Abstract Archives of the RSNA, 2013
Priyanka Prakash MD, Presenter: Nothing to Disclose
William W. Boonn MD, Abstract Co-Author: Founder, Montage Healthcare Solutions, Inc
Shareholder, Montage Healthcare Solutions, Inc
Tessa S. Cook MD, PhD, Abstract Co-Author: Nothing to Disclose
Comparing the ability of ICRP 103 effective dose (ED), dose-length product (DLP) and size-specific dose estimate (SSDE) to identify patients scanned with above-expected radiation dose.
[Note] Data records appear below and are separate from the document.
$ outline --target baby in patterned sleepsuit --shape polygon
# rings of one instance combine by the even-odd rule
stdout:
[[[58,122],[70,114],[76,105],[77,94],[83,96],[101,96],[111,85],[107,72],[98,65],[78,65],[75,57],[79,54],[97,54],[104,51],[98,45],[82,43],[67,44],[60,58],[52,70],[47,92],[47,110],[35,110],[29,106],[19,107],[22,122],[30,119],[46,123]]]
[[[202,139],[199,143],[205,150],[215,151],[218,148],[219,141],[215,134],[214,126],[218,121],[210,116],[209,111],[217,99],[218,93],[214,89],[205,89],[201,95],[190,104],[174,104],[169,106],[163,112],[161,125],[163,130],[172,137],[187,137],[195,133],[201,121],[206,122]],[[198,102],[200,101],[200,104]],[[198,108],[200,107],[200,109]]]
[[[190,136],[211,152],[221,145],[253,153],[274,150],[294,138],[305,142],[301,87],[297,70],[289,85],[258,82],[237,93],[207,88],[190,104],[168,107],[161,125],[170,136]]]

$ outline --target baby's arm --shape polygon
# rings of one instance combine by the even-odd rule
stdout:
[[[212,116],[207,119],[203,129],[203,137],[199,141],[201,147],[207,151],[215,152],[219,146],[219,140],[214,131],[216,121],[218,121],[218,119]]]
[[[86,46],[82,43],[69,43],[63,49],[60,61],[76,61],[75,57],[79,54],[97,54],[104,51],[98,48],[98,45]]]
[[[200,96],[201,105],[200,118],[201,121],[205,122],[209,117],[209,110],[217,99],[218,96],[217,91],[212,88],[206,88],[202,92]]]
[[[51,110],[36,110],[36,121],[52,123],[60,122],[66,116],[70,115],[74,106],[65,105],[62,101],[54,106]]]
Abdominopelvic CTs from July 2012 to March 2013 performed on 64-slice (Sensation 64, Siemens) scanners were reviewed. All scans were acquired using standard departmental protocol with tube current modulation. Parameters (mean mAs, kVp, scan length, effective patient diameter) and dose metrics (CTDIvol, ED, SSDE, DLP, organ doses) for these scans were extracted using commercial software (eXposure, Version 1). All patients who underwent the CT scan with doses ≤ or ≥ 2 standard deviations (SD) beyond the mean DLP, ED and SSDE were identified and assessed. The mid slice effective diameter was also manually calculated using √AP*Lat (where AP=anteroposterior diameter and Lat=transverse diameter) for a subset of patients.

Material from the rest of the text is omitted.